Esta censura tuvo sus razones, que no subsisten aquí. Se acercó a lo que podía ver; y no debemos sacarlo de los límites que se ha dado a sí mismo, agrandarlo más de lo necesario, y juntar a inocentes y culpables. La comedia que se dispuso a atacar no es de ninguna manera la comedia que queremos defender. Hay que tener cuidado de no confundir estos últimos con los primeros. Son dos personas cuyas costumbres son completamente opuestas. No guardan relación entre sí, salvo la similitud de nombre; y sería una horrible injusticia querer condenar a Olimpia, que es una buena mujer, porque hay una Olimpia que fue lasciva.

Tales decretos indudablemente crearían un gran desorden en el mundo. No habría nada que no fuera condenado; y como no se aplica este rigor a tantas cosas de las que se abusa todos los días, igualmente debe honrarse la comedia y aprobarse las obras de teatro, en las que se verá unidas la instrucción y la honradez.

Sé que hay espíritus cuya delicadeza no admite comedia alguna, que dicen que los más honestos son los más peligrosos; que las pasiones allí pintadas son tanto más conmovedoras cuanto que están llenas de virtud, y que las almas se conmueven con este tipo de representación. No veo qué delito hay en emocionarse a la vista de una pasión honesta; y es un punto culminante de la virtud, esta total insensibilidad a la que quieren elevar nuestra alma. Dudo que haya tanta perfección en las fuerzas de la naturaleza humana; y no sé si es mejor trabajar para corregir y suavizar las pasiones de los hombres que trabajar para extirparlas por completo. Confieso que hay mejores lugares para ir que el teatro; y, si queremos condenar todas las cosas que no se refieren directamente a Dios ya nuestra salvación, es cierto que la comedia debe estar entre ellas, y no me parece mal que se condene con las demás; pero suponiendo, como es verdad, que los ejercicios de piedad contienen intervalos, y que los hombres necesitan diversión, sostengo que no es posible encontrar una más inocente que la comedia.

Me extralimité.

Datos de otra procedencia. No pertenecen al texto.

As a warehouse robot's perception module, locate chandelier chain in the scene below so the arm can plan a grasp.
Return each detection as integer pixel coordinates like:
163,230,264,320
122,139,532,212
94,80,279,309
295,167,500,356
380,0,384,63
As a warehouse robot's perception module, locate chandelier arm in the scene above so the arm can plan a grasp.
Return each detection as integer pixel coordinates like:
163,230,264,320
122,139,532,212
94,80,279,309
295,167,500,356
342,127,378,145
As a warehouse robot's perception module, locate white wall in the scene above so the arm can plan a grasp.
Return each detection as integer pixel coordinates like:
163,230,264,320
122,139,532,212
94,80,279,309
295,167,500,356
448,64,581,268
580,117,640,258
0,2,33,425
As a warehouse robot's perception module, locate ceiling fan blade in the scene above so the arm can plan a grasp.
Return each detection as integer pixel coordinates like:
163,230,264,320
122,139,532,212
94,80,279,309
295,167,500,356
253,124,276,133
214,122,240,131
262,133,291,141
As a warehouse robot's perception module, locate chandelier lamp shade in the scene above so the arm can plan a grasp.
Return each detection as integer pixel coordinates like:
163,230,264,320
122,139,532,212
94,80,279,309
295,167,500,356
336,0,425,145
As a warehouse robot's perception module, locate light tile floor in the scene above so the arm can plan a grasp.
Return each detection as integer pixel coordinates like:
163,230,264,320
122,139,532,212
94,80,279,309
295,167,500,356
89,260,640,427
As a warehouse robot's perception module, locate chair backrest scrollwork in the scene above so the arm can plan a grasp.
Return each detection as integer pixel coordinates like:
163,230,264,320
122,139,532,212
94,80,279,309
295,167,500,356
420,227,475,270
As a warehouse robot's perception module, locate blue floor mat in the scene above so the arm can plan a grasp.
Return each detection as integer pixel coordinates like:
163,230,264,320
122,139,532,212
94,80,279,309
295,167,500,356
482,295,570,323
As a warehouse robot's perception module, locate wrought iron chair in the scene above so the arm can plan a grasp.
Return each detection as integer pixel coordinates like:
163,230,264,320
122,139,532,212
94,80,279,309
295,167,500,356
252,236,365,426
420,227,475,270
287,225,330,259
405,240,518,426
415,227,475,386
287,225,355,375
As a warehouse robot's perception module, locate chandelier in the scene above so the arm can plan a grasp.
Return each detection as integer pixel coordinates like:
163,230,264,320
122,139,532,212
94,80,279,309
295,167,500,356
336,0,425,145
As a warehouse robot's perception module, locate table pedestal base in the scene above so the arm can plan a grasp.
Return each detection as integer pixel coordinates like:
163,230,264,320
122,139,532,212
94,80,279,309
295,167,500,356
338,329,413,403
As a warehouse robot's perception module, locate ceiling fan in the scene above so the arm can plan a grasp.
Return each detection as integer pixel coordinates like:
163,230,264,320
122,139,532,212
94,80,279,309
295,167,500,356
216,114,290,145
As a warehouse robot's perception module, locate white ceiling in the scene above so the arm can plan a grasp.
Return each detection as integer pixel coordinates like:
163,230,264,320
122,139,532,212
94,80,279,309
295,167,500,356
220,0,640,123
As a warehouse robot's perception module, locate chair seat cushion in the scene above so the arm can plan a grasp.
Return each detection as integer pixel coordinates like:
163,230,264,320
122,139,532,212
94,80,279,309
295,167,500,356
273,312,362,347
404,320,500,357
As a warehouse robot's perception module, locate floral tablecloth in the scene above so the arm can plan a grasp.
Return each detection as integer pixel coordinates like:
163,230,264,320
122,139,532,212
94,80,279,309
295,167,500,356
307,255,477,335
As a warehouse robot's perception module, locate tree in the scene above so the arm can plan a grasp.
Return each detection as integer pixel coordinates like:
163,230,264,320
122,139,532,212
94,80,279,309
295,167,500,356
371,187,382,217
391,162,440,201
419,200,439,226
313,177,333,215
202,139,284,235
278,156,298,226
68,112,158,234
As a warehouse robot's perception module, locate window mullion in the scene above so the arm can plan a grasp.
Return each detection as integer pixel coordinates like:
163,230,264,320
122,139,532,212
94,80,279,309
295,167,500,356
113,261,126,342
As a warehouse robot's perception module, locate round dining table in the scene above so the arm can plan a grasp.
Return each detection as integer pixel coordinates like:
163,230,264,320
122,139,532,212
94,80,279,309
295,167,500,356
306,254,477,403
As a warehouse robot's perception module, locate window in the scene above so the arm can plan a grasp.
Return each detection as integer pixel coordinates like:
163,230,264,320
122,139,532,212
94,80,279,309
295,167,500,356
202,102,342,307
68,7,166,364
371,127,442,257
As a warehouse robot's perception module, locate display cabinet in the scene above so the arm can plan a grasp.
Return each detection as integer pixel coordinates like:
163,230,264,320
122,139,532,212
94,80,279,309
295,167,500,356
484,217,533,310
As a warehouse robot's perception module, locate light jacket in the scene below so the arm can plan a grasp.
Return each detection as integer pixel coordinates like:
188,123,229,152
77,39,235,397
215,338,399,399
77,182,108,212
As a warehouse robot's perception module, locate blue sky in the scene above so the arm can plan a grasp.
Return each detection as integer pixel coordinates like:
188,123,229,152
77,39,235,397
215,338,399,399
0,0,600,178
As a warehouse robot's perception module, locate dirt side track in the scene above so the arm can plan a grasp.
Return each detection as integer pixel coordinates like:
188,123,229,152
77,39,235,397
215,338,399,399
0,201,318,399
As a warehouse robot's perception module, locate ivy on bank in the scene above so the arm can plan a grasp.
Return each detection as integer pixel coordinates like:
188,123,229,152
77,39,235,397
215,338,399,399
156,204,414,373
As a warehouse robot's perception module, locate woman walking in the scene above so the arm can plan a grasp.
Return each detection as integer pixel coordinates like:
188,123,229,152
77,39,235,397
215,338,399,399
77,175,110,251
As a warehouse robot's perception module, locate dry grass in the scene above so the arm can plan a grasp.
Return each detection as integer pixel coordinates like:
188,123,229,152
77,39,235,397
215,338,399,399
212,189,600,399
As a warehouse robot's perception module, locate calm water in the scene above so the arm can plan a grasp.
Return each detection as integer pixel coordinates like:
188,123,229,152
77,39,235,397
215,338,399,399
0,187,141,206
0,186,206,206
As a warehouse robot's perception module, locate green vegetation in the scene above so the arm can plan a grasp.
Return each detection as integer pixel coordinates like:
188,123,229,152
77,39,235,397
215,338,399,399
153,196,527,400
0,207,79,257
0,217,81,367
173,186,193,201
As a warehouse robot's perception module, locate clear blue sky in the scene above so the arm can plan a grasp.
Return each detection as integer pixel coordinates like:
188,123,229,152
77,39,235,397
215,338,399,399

Terminemos con las palabras de un gran príncipe sobre la comedia de Tartufo. Ocho días después de su prohibición, una obra de teatro titulada ermitaño escaramujo; y el rey, al salir, dijo al gran príncipe a quien me he referido: "Me gustaría mucho saber por qué la gente que está tan escandalizada por la comedia de Molière no dice nada de la de Scaramouche"; a lo que el príncipe respondió: “La razón de esto es que la comedia de Scaramouche se burla del cielo y de la religión, que a estos señores no les importa, pero la de Molière se burla de sí mismos; es lo que no pueden tolerar”.

* Moliere (1622-1673) fue un dramaturgo, actor y director francés. Autor, entre otros libros, de El enfermo imaginario.

 

referencia


Moliere. El Tartufo. Traducción: Jorge Coli. São Paulo, Unesp, 2021, 240 páginas.